Today, Pydantic is downloaded many times a month and used by some of the largest and most recognisable organisations in the world.

It's hard to know why so many people have adopted Pydantic since its inception six years ago, but here are a few guesses.

Type hints powering schema validation

The schema that Pydantic validates against is generally defined by Python type hints.

Type hints are great for this since, if you're writing modern Python, you already know how to use them.
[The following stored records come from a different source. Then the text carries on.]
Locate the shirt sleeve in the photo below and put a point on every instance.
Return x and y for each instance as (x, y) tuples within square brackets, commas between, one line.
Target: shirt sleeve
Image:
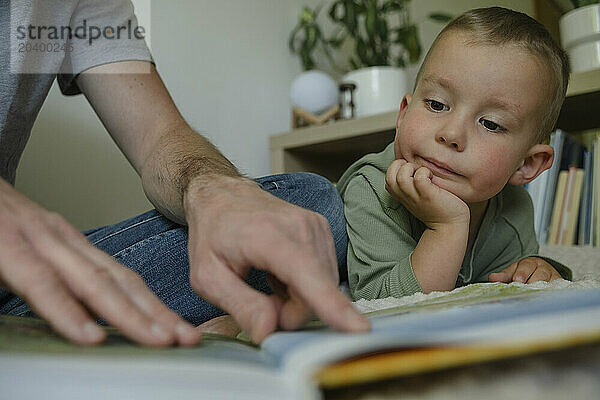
[(520, 235), (115, 23), (379, 248)]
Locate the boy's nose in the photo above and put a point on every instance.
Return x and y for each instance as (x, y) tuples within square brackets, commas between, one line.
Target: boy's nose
[(452, 141)]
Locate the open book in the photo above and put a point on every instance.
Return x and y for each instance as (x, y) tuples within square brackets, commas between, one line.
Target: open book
[(482, 322)]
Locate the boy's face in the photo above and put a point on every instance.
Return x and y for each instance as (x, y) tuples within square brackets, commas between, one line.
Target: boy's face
[(473, 116)]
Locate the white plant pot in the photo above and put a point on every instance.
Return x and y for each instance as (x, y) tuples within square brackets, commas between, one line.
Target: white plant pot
[(378, 89), (580, 37)]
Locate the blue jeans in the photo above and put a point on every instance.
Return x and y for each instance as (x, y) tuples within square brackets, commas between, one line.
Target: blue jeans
[(156, 248)]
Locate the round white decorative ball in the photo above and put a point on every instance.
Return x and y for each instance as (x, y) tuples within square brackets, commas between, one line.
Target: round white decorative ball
[(314, 91)]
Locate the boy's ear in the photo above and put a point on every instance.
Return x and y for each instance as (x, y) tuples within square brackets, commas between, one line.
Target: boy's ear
[(539, 158)]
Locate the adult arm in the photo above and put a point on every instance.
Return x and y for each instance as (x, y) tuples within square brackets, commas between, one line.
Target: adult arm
[(68, 282), (233, 224)]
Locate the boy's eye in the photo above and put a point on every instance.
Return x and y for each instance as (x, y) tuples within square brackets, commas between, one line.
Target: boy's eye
[(436, 106), (491, 126)]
Using type hints also means that Pydantic integrates well with static typing tools like mypy and pyright and IDEs like pycharm and vscode.

Example - just type hints

(This example requires Python 3.9+)

from typing import Annotated, Dict, List, Literal, Tuple

from annotated_types import Gt

from pydantic import BaseModel


class Fruit(BaseModel):
    name: str  # (1)!
    color: Literal['red', 'green']  # (2)!
    weight: Annotated[float, Gt(0)]  # (3)!
    bazam: Dict[str, List[Tuple[int, bool, float]]]  # (4)!


print(
    Fruit(
        name='Apple',
        color='red',
        weight=4.2,
        bazam={'foobar': [(1, True, 0.1)]},
    )
)
#> name='Apple' color='red' weight=4.2 bazam={'foobar': [(1, True, 0.1)]}

  1. The name field is simply annotated with str - any string is allowed.
  2. The Literal type is used to enforce that color is either 'red' or 'green'.
  3. Even when we want to apply constraints not encapsulated in python types, we can use Annotated and annotated-types to enforce constraints without breaking type hints.
  4. I'm not claiming "bazam" is really an attribute of fruit, but rather to show that arbitrarily complex types can easily be validated.

Learn more

See the documentation on supported types.

Performance

Pydantic's core validation logic is implemented in a separate package pydantic-core, where validation for most types is implemented in Rust.

As a result, Pydantic is among the fastest data validation libraries for Python.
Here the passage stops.